The value of an option can be estimated using a variety of quantitative techniques based on the concept of risk neutral pricing and using stochastic calculus. The most basic model is the Black-Scholes model. More sophisticated models are used to model the volatility smile. These models are implemented using a variety of numerical techniques. In general, standard option valuation models depend on the following factors:
- The current market price of the underlying security,
- the strike price of the option, particularly in relation to the current market price of the underlying (in the money vs. out of the money),
- the cost of holding a position in the underlying security, including interest and dividends,
- the time to expiration together with any restrictions on when exercise may occur, and
- an estimate of the future volatility of the underlying security’s price over the life of the option.

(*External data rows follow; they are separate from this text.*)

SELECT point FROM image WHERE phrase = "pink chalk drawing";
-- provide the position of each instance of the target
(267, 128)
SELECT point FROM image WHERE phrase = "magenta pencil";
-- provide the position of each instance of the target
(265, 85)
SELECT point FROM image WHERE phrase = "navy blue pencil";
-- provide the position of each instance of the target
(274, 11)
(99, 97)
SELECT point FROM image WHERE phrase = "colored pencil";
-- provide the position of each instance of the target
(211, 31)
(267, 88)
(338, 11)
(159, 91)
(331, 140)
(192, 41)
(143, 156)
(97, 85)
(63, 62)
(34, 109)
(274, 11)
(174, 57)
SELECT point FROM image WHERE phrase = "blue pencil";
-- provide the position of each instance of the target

More advanced models can require additional factors, such as an estimate of how volatility changes over time and for various underlying price levels, or the dynamics of stochastic interest rates.
The following are some of the principal valuation techniques used in practice to evaluate option contracts.
Black-Scholes
Following early work by Louis Bachelier and later work by Edward O. Thorp, Fischer Black and Myron Scholes made a major breakthrough by deriving a differential equation that must be satisfied by the price of any derivative dependent on a non-dividend-paying stock. By employing the technique of constructing a risk neutral portfolio that replicates the returns of holding an option, Black and Scholes produced a closed-form solution for a European option’s theoretical price. At the same time, the model generates hedge parameters necessary for effective risk management of option holdings. While the ideas behind the Black-Scholes model were ground-breaking and eventually led to Scholes and Merton receiving the Swedish Central Bank’s associated Prize for Achievement in Economics (a.k.a., the Nobel Prize in Economics), the application of the model in actual options trading is clumsy because of the assumptions of continuous (or no) dividend payment, constant volatility, and a constant interest rate. Nevertheless, the Black-Scholes model is still one of the most important methods and foundations for the existing financial market in which the result is within the reasonable range.
Stochastic volatility models
Since the market crash of 1987, it has been observed that market implied volatility for options of lower strike prices are typically higher than for higher strike prices, suggesting that volatility is stochastic, varying both for time and for the price level of the underlying security. Stochastic volatility models have been developed including one developed by S.L. Heston. One principal advantage of the Heston model is that it can be solved in closed-form, while other stochastic volatility models require complex numerical methods.